Re: [PATCH v2 1/2] mm/migrate_device.c: Copy pte dirty bit to page

Peter Xu <peterx@xxxxxxxxxx> · Wed, 17 Aug 2022 15:07:09 -0400

On Wed, Aug 17, 2022 at 03:41:16PM +1000, Alistair Popple wrote:
> My primary concern with batching is ensuring a CPU write after clearing
> a clean PTE but before flushing the TLB does the "right thing" (ie. faults
> if the PTE is not present).

Fair enough.  Exactly I have that same concern. But I think Nadav replied
very recently on this in the previous thread, quotting from him [1]:

  I keep not remembering this erratum correctly. IIRC, the erratum says
  that the access/dirty might be set, but it does not mean that a write is
  possible after the PTE is cleared (i.e., the dirty/access might be set on
  the non-present PTE, but the access itself would fail). So it is not an
  issue in this case - losing A/D would not impact correctness since the
  access should fail.

I don't really know whether he means this, but I really think the hardware
should behave like that or otherwise I can't see how it can go right.

Let's assume if after pte cleared the page can still be written, then
afaict ptep_clear_flush() is not safe either, because fundamentally it is
two operations happening in sequence, of: (1) ptep_get_and_clear(), and (2)
conditionally do flush_tlb_page() when needed.

If page can be written with TLB cached but without pte present, what if
some process writes to memory during step (1) and (2)?  AFAIU that's the
same question as using raw ptep_get_and_clear() and a batched tlb flush.

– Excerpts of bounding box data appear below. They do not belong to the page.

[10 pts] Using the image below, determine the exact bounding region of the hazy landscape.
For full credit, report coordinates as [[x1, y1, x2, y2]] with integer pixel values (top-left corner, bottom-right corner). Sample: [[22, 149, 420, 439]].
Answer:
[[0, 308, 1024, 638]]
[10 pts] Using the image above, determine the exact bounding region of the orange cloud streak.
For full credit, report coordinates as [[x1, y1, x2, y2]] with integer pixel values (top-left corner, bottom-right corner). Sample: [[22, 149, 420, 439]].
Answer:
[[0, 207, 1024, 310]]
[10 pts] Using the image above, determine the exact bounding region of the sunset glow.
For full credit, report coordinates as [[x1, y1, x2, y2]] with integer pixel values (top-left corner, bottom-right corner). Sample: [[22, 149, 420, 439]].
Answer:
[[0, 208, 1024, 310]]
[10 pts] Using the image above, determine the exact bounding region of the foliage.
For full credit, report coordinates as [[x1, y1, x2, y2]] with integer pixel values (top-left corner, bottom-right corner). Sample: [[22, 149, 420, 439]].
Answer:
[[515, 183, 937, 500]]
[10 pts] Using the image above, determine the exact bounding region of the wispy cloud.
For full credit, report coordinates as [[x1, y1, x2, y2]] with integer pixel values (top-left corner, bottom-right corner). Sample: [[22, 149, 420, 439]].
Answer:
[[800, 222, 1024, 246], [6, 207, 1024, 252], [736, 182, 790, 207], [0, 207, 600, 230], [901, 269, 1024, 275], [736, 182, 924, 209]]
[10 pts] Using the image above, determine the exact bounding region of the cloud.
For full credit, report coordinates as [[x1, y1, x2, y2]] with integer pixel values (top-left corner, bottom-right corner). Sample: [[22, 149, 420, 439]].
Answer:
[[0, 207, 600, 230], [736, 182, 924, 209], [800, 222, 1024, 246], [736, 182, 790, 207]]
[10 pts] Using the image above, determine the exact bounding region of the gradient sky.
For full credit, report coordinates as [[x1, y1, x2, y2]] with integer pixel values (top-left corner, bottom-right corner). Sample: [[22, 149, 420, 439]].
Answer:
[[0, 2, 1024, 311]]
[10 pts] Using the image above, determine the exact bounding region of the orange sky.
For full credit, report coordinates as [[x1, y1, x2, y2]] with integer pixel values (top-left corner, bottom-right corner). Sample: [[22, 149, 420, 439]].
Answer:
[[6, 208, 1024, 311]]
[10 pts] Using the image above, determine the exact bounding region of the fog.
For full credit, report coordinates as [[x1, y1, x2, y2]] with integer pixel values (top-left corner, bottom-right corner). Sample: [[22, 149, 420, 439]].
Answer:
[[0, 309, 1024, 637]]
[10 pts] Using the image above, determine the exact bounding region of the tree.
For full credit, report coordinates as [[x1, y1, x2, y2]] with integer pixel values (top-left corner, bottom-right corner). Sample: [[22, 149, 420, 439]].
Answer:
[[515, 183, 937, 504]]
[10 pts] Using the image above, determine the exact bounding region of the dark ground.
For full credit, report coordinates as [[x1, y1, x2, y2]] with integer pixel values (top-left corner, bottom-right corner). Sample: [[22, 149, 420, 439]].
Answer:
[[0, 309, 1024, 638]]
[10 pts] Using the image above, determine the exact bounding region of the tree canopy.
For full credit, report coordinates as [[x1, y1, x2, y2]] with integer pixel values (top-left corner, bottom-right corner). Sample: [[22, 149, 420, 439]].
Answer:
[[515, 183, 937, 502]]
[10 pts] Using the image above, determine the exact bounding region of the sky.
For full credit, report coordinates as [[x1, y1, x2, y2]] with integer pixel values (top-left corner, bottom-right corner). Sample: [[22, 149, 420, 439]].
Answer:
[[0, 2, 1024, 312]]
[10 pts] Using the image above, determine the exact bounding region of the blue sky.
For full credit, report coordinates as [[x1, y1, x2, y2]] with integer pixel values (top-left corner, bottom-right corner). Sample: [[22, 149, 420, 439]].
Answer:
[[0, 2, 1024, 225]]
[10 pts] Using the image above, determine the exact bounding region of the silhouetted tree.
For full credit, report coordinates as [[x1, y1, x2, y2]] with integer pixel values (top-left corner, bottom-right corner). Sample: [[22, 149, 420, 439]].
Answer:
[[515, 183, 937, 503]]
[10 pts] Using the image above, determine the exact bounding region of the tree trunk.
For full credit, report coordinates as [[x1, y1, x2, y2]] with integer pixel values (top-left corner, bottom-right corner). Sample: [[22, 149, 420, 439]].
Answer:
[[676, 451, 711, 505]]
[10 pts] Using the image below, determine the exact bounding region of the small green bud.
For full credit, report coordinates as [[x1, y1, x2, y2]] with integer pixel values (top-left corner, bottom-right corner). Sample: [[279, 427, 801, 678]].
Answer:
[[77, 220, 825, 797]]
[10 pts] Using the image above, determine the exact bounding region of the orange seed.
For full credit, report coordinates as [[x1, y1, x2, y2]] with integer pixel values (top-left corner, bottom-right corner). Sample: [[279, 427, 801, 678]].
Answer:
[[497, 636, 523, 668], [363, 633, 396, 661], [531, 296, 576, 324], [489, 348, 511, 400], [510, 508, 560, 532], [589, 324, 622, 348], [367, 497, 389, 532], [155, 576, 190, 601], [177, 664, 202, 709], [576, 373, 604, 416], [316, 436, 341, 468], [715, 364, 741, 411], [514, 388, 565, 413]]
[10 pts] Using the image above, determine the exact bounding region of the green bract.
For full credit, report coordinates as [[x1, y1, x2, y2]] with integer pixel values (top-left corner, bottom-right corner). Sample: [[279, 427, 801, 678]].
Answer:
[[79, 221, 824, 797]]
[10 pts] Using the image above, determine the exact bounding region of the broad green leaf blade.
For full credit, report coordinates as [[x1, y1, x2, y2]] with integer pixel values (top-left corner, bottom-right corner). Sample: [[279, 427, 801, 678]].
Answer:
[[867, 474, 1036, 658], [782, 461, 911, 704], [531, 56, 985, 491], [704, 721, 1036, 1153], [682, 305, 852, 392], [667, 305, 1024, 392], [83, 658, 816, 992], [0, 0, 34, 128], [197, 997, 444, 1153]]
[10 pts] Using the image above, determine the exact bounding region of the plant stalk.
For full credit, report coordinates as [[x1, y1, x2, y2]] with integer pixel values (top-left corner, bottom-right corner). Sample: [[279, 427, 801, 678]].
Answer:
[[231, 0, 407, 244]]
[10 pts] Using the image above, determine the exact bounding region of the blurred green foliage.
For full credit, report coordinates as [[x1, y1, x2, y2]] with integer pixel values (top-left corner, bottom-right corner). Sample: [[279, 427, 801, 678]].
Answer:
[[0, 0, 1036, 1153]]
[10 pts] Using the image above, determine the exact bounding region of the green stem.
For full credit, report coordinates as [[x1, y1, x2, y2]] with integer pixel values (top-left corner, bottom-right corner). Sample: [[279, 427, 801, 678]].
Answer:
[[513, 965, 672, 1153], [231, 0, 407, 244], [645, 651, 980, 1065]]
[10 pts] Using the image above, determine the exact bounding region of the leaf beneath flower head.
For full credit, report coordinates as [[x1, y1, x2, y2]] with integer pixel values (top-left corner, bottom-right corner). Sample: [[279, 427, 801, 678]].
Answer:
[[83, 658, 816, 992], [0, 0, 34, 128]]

IOW, I don't see how a tlb batched solution can be worse than using per-pte
ptep_clear_flush().  It may enlarge the race window but fundamentally
(iiuc) they're the same thing here as long as there's no atomic way to both
"clear pte and flush tlb".

[1] https://lore.kernel.org/lkml/E37036E0-566E-40C7-AD15-720CDB003227@xxxxxxxxx/

-- 
Peter Xu